Current guidance suggests three layers matter most. First, use workload identity so the assistant can be authenticated as a machine identity rather than by shared secrets alone. In practice, this is where systems like SPIFFE and SPIRE, or short-lived OIDC-based workload tokens, are relevant because they establish cryptographic proof of what the agent is. Second, use just-in-time credentials with short TTLs so access exists only for the task being executed. Third, evaluate policy at request time with context, rather than predefining broad role-based access that assumes stable behaviour. Frameworks such as NIST Cybersecurity Framework 2.0 and emerging identity guidance both point toward this runtime model, while DeepSeek breach is a reminder of what happens when secrets and access are allowed to persist longer than the task requires.

  • Issue credentials per workflow, not per environment.
  • Limit tool scopes to the smallest action set needed for the current objective.
  • Revoke or expire access automatically when the task completes or context changes.
  • Log each tool call as an identity event, not just an application event.

This guidance breaks down when teams allow agents to chain tools across multiple systems without a real-time policy engine, because the combined behaviour becomes harder to predict than any single permission grant.

Common Variations and Edge Cases

Tighter control often increases operational overhead, requiring organisations to balance safety against deployment speed and agent autonomy. That tradeoff is real, especially when teams want assistants to work across tickets, code, cloud, and business systems without constant human approval. Best practice is evolving, but there is no universal standard yet for how much autonomy should be allowed before an assistant is treated as a separate privileged identity.

One common edge case is the “helpful internal assistant” that starts in read-only mode and later gains write access because the business wants automation gains. Another is a multi-agent workflow where one assistant prepares a change and another executes it, which can obscure who actually held the risky permission. A third is environments that rely on long-lived API keys because they are easy to integrate; those keys defeat the point of JIT controls and create standing privilege that outlives the task.

NHIMG’s DeepSeek breach coverage shows why this matters: once secrets, tokens, or backend access are exposed, the assistant is no longer a neutral infrastructure component.

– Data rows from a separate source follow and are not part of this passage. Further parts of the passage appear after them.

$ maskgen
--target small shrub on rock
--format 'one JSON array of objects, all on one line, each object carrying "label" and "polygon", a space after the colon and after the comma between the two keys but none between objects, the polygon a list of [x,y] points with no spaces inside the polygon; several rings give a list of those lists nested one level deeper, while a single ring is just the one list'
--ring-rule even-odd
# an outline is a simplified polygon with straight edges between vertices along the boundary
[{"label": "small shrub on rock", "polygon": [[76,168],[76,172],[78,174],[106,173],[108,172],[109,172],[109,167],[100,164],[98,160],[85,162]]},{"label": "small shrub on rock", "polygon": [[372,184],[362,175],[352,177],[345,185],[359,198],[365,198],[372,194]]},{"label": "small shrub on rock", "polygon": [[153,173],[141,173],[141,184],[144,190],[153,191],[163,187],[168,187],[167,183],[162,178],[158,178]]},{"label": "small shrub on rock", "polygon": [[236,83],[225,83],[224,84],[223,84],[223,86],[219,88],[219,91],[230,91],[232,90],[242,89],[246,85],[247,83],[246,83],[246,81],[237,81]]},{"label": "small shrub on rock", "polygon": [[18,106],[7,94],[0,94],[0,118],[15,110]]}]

It becomes an identity with an attack surface. Teams that keep describing it as “just infrastructure” usually end up underestimating how quickly access sprawl turns into privilege escalation.

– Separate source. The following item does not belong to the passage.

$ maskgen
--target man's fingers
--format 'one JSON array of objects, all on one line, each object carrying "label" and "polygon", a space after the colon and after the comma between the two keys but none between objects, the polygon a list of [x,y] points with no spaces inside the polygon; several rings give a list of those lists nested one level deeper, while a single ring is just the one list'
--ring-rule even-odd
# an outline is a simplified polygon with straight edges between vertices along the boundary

Standards & Framework Alignment

This section maps relevant standards and security frameworks to the operational risks and controls described in this guidance.

OWASP Agentic AI Top 10 and CSA MAESTRO address the attack and risk surface, while NIST AI RMF set the governance and control requirements practitioners need to meet.

Framework Control / Reference Relevance
OWASP Agentic AI Top 10 A01 Agentic systems fail when identity and tool access are treated as static infrastructure.
CSA MAESTRO MAESTRO addresses agent autonomy, orchestration risk, and runtime authorization.
NIST AI RMF GOVERN AI governance must assign ownership and accountability for assistant-driven actions.

Treat each assistant as a governed actor with runtime-scoped permissions and explicit action boundaries.